Les trappes, par où s’effectuent les apparitions et les engloutissemens, servent aussi aux prestigieux changemens de costume : cette vieille en haillons, courbée en deux, n’est autre, vous le devinez, que la ravissante fée des eaux. Son vêtement n’est formé que de deux pièces, l’une devant, l’autre derrière, du haut en bas desquelles passent des cordelettes, pourvues d’un anneau à leur extrémité inférieure. Au moment où doit s’opérer sa transformation, l’actrice se place au point de repère, marqué à la craie, et détache prestement la rosette qui retient les fils autour de son cou.

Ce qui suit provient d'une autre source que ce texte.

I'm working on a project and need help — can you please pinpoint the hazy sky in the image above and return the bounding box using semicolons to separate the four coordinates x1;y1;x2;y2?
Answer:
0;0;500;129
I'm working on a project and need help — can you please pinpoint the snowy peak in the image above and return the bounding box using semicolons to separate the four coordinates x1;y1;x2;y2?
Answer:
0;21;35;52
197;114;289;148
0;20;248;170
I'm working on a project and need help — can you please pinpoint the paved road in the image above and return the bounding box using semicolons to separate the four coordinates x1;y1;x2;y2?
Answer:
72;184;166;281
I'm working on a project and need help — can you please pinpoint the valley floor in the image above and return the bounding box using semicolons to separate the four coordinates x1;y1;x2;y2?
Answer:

Une trappe discrète s’entr’ouvre, la main d’un machiniste saisit les anneaux, et toute la défroque, entraînée par eux, est escamotée en une seconde. D’autres trappes, dites « à tampon, » usitées dans les pantomimes, lancent à deux mètres en l’air des clowns, qui retombent sur leurs pieds après quelques cabrioles. D’autres encore, composées de volets en lames d’acier flexible, permettent de s’engouffrer brusquement dans le sol ou de s’enfoncer dans un mur qui ne présente aucune fissure apparente.

Si les démons et les mauvais génies sortent des dessous et y rentrent, c’est du cintre que doivent descendre les sylphes, les anges et autres individualités affectives ; c’est là aussi qu’elles remontent après avoir rempli leur mission. Les ascensions de cette sorte étaient fréquentes dès le milieu du siècle dernier et les procédés ont peu varié : au corsage matelassé, garni de courroies et de boucles, que portent les figurantes chargées de l’emploi, sont accrochés un et souvent deux fils d’acier, — pour le cas où l’un des deux se romprait, — et, si l’on souhaite qu’elles disparaissent par un vol oblique, un petit chariot, glissant sur des rails aériens, — le « brigandin, » — imprime une marche horizontale au fil qui les enlève verticalement.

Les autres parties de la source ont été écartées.